Hmm, it turns out that this hybrid doesn’t look at all bad, is efficient, has more than 200 horsepower and is state-of-the-art. All according to Hyundai of course, but that would be just enough to make me think that I could live with one of these things, particularly if I was a Yank facing a petrol price that I could barely imagine a few years ago.
So it’s an eye-catching ad that stood out in a 176-page magazine that’s absolutely brimming with ads competing for my attention. The visuals and headline got me interested enough to read the copy, and the copy methodically took me through the reasons to allow a hybrid into my life. Yes, Hyundai’s ad interrupted me but I don’t resent that intrusion in this case because it’s a good ad.
Onto the bad then, perhaps even the ugly if you want to be harsh. This DPS from the December 2011 issue is a “custom advertorial spread” according to Esquire.
It’s for Casio’s Edifice range of watches and it’s one of those celebrity ads that we railed against here. Walton Goggins? Seriously? I’ve got nothing against Walton, he was excellent as Shane Vendrell in all seven seasons of The Shield, and although I haven’t seen his more recent Justified series, I suppose it must be doing okay seeing as it’s heading for its fourth season (that’s no guarantee of quality I know).
The ad itself just makes no sense to me.
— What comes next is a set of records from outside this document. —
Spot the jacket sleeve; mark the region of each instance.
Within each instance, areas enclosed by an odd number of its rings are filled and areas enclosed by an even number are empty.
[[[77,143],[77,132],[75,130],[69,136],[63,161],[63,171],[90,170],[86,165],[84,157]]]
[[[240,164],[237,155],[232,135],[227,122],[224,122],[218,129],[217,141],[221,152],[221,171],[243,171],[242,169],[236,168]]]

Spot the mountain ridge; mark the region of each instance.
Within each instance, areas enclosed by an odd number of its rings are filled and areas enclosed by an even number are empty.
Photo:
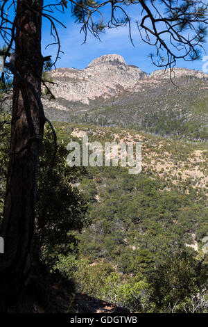
[[[137,92],[144,83],[154,86],[159,80],[170,77],[168,71],[161,70],[148,75],[138,67],[128,65],[117,54],[96,58],[83,70],[58,68],[49,74],[56,83],[51,88],[56,98],[84,105],[99,97],[108,100],[123,90]],[[172,77],[174,74],[175,78],[208,79],[207,74],[184,68],[175,68]]]

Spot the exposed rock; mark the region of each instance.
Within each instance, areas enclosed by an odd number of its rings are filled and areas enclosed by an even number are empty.
[[[114,103],[123,99],[122,102],[128,104],[137,93],[141,94],[147,88],[157,88],[170,78],[168,70],[157,70],[148,75],[138,67],[128,65],[118,54],[96,58],[83,70],[58,68],[49,74],[55,82],[50,87],[56,100],[43,100],[43,103],[48,110],[60,111],[69,111],[74,107],[83,111],[112,99]],[[174,76],[175,79],[183,79],[184,83],[186,79],[208,79],[207,74],[184,68],[175,68],[173,79]]]

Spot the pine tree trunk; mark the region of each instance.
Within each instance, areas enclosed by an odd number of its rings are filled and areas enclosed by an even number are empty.
[[[42,6],[43,0],[17,1],[15,40],[16,69],[39,95],[43,66]],[[31,87],[15,76],[10,163],[1,231],[5,245],[5,253],[0,254],[1,312],[17,301],[30,273],[40,148],[40,143],[31,140],[42,138],[44,125]]]

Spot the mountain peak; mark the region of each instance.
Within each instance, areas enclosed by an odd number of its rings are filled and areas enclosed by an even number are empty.
[[[126,65],[124,58],[119,54],[105,54],[101,57],[94,59],[87,66],[87,67],[100,65],[102,63],[111,63],[116,65]]]

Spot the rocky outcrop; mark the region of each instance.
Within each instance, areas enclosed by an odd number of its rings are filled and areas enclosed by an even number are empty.
[[[108,100],[128,98],[144,91],[144,88],[155,88],[170,78],[168,70],[157,70],[148,75],[138,67],[128,65],[118,54],[102,56],[92,61],[83,70],[58,68],[50,72],[55,83],[51,90],[56,100],[43,100],[47,109],[78,110],[104,104]],[[172,79],[204,79],[208,74],[196,70],[175,68]],[[170,82],[171,83],[171,82]]]

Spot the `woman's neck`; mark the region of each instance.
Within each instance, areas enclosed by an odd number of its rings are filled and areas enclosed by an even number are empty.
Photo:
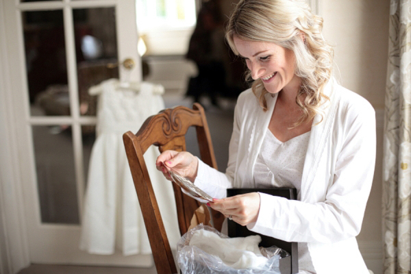
[[[288,84],[284,86],[279,92],[278,97],[277,98],[277,101],[279,101],[279,102],[281,102],[280,103],[292,109],[298,107],[295,99],[297,98],[298,92],[300,89],[301,82],[300,77],[294,75],[294,77]]]

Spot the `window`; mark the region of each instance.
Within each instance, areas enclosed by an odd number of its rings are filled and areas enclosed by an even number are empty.
[[[195,25],[194,0],[137,0],[139,32],[192,29]]]

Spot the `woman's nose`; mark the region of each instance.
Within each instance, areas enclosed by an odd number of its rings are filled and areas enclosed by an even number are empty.
[[[256,80],[263,75],[264,72],[265,71],[265,68],[261,66],[257,62],[250,62],[249,68],[251,71],[251,78],[253,80]]]

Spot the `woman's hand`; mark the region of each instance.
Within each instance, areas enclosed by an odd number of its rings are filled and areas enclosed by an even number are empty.
[[[199,160],[197,157],[186,151],[166,150],[157,158],[155,166],[169,180],[171,179],[168,171],[173,169],[173,171],[179,175],[186,177],[194,182],[197,177]]]
[[[223,213],[241,225],[257,221],[260,212],[260,194],[251,192],[225,199],[214,199],[208,203],[212,209]]]

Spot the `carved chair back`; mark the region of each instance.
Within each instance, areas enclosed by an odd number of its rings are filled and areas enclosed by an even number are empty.
[[[164,110],[149,117],[136,134],[128,132],[123,136],[155,268],[159,273],[175,273],[177,270],[143,154],[152,145],[158,147],[160,152],[169,149],[186,151],[185,136],[191,126],[196,128],[201,160],[216,169],[206,114],[199,103],[195,103],[192,110],[183,106]],[[179,230],[183,235],[190,226],[194,212],[201,203],[184,195],[175,184],[173,184],[173,188]],[[214,227],[221,230],[224,216],[215,211],[212,215]]]

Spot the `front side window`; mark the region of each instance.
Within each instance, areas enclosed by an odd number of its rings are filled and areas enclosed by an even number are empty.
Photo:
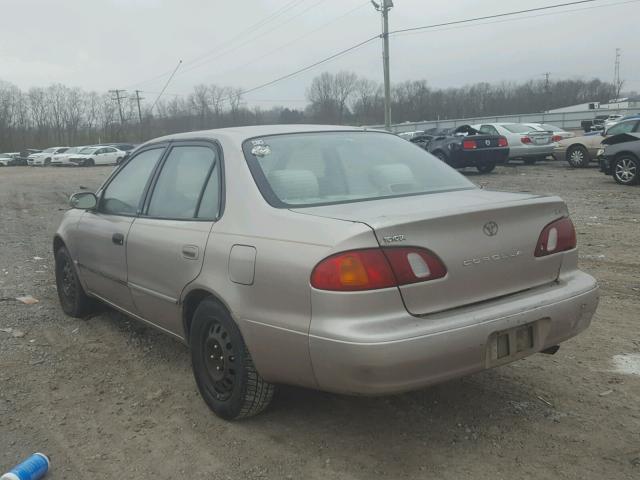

Take an actor whose best-known role was in an intense dramatic series that had him killing his wife and young son before topping himself and then make an advert about him being a new father. That seems incredibly incongruous to me. Then instead of showing him with the child mentioned in the headline, the creative team used a photo that has him in a dark garage looking less than warm and friendly; downright sinister in fact.
Compounding these strange choices, is that headline, which states: “Being a new father, I’ve never been more acutely aware of the ephemeral nature of time. It’s so precious.” The ephemeral nature of time? You’ve got to be kidding me! By the way, the sub headline mentions that Walton is reprising his role in Justified, where he plays “a character as wise as he is violent and unpredictable.” Good golly Miss Molly, that’s just got to be helpful when it comes to selling watches.
Which brings us to the watch itself, complete with fourteen-character product code. It’s a tough looking watch, the kind a man’s man might wear, albeit not one of Casio’s ultra-rugged G-Shock range. What’s the tie in between the celebrity and the watch? He’s a new father. Oh that’s perfect, let’s run with it.
Actually Casio and Esquire, let’s not. This is nothing more than a random celebrity endorsing a random product and that’s just weak. There’s not even a logical tie in. Even the associated video makes no sense; is it about wasting time? Being bored perhaps? At least have him roar out of the garage in the car, and make me feel like my 1:18 wasn't entirely wasted like his was.
The Justified character is an action man from the South, so have him diving out of an exploding shack into a pond full of alligators while wearing an unstoppable G-Shock watch. This treatment would be obvious and not even remotely clever but it would be more logical than this creepy effort, ephemeral nature of time notwithstanding.